I was at Barnes & Noble this afternoon with some buddies of mine. Jason, a fellow collector, and I were looking at a new book called Wolf Boy by Evan Kuhlman. I have no idea what the book’s about but it has sequential art scattered throughout, so I had to get it.
I was reading the sales copy on the inside of the dust jacket when Jason chuckled and said, “You hardly even open it.”
I didn’t pay him any mind and held the book up so I could look down the spine as one might look down the barrel of a gun. As I was scrutinizing the condition of the book in my hand, Jason picked up a copy of his own. He opened it gently, the blissful cracking sound of a virginal spine being opened filling the air.
“There’s the sound you love,” he said, a smile on his voice.
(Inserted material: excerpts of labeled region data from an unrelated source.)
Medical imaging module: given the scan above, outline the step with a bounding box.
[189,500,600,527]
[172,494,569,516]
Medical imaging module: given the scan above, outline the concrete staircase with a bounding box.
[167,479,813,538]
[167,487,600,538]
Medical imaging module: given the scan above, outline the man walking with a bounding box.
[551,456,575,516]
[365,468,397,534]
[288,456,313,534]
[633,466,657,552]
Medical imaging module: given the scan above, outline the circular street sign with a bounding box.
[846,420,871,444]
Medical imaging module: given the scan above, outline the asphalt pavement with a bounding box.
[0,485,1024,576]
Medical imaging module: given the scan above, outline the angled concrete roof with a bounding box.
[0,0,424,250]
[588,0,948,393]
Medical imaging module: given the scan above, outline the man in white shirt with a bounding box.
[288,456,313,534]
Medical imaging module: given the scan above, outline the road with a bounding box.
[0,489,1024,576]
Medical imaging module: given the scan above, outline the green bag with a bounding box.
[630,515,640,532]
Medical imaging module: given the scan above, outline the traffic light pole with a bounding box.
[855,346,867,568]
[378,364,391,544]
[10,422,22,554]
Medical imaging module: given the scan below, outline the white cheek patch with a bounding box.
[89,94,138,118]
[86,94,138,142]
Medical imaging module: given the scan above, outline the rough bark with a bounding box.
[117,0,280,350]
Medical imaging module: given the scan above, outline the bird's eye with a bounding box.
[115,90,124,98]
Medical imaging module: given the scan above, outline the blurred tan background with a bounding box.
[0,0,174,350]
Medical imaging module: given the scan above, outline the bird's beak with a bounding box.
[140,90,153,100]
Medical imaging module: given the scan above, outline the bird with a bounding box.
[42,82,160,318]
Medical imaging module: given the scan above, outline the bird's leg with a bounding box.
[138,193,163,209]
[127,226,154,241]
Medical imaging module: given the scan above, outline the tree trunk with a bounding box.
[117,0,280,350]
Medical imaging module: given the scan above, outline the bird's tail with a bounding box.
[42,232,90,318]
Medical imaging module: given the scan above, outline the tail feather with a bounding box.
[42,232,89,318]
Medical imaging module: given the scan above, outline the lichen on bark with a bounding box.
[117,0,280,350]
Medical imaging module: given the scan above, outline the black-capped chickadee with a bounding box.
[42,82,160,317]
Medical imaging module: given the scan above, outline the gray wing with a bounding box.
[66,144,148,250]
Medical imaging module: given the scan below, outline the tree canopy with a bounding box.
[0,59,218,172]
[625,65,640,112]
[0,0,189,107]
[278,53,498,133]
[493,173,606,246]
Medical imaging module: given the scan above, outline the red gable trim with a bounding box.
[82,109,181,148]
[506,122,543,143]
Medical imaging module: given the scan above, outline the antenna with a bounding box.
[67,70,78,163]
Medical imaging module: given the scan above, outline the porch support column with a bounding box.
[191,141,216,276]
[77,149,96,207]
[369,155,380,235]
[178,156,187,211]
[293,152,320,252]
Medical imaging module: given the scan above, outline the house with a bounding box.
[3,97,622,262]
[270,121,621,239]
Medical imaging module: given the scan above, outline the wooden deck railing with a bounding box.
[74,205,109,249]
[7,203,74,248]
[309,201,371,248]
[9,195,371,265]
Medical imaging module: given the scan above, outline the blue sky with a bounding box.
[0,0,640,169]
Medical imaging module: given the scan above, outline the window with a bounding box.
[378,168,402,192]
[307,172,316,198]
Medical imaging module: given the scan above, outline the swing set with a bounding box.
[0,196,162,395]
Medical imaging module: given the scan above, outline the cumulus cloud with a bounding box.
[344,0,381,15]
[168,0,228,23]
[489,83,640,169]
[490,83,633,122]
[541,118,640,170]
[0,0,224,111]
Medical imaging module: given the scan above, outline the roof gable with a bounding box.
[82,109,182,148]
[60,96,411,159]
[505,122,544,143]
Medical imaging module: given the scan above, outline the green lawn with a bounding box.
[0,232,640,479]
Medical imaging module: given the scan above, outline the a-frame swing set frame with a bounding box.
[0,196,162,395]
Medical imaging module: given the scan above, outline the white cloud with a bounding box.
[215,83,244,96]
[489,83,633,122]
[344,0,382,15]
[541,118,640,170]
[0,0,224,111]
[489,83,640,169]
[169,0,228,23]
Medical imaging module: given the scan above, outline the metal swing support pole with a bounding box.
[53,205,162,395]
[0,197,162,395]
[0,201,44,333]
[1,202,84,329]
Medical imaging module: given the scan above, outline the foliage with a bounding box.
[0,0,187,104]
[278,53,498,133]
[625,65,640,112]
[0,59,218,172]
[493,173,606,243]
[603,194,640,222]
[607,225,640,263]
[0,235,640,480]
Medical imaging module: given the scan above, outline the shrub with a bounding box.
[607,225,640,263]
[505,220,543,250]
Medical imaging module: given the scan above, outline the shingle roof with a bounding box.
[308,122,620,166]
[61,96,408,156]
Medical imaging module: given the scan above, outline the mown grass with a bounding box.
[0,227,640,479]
“Yeah, but now you’ve ruined it,” I said, picking up another copy to look over, the first one having not met my standards.
I looked at the second copy for a moment and pointed out a very slight, barely noticeable rubbing on the top of the dust jacket. “Oh, that’s no good,” I said and put it back on the shelf.
“Nothing a nice BroDart can’t take care of,” Jason commented.
“Yeah, but I’d know,” I said, picking up another.
Later, Jason and I were walking through the paperback fiction section. He spotted a book he needs, A Touch of Death by Charles Williams. It’s number 17 of the Hard Case Crime series of detective fiction. He looked it over with a discerning eye and apparently approved of the book’s condition.
“You’re not going to compare it to the other copies?” I asked, noticing three others on the shelf.
“No. I looked this one over and it looks fine,” he said.
“Huh.” I said, perplexed. “You’re weird.”